World War Two sees the best and the worst of deeds and people, as Death narrates his journey around Liesel Meminger during those frightful years.
Her first theft of a book occurs at her brother's funeral, when one of the gravediggers drops his handbook. She seizes it and teaches herself some words from it. She steals another from the Mayor's wife's library and saves one from a book burning, all the while learning to read at night with Papa and then reading aloud to those who huddle in the shelter during bombing raids. And Max, the Jew who the family hides in their cellar, writes stories for her to read.
This is a story sewn with many layers and complications as we hear stories behind stories, people's lives filled out with involvements and intricacies which tie them all together and keep them apart. The reality of living in Nazi Germany is brilliantly evoked.
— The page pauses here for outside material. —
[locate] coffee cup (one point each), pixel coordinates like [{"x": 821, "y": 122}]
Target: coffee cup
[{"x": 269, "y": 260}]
But the emphasis on books and the power of words is at its base, as Leisel collects her books and keeps safe those written by Max. When she writes her own story it is Death who finds the book in the street after their houses have been bombed and all but Leisel killed, and he takes it with him, reading it over the years until finally he comes for her.
It is a perfect story, symmetrical in its overall theme, that Death is haunted by humans, haunted by their power to be good and bad at the same time, to wreak the worst and best deeds upon each other, to survive all the horrors known to mankind.
And all the while Denis Olsen's beautiful voice carries the story further. His modulation is perfect, his pitch exquisite, his rendering of the different voices, a joy to hear, particularly that reflecting the sardonic wit of the character of Death.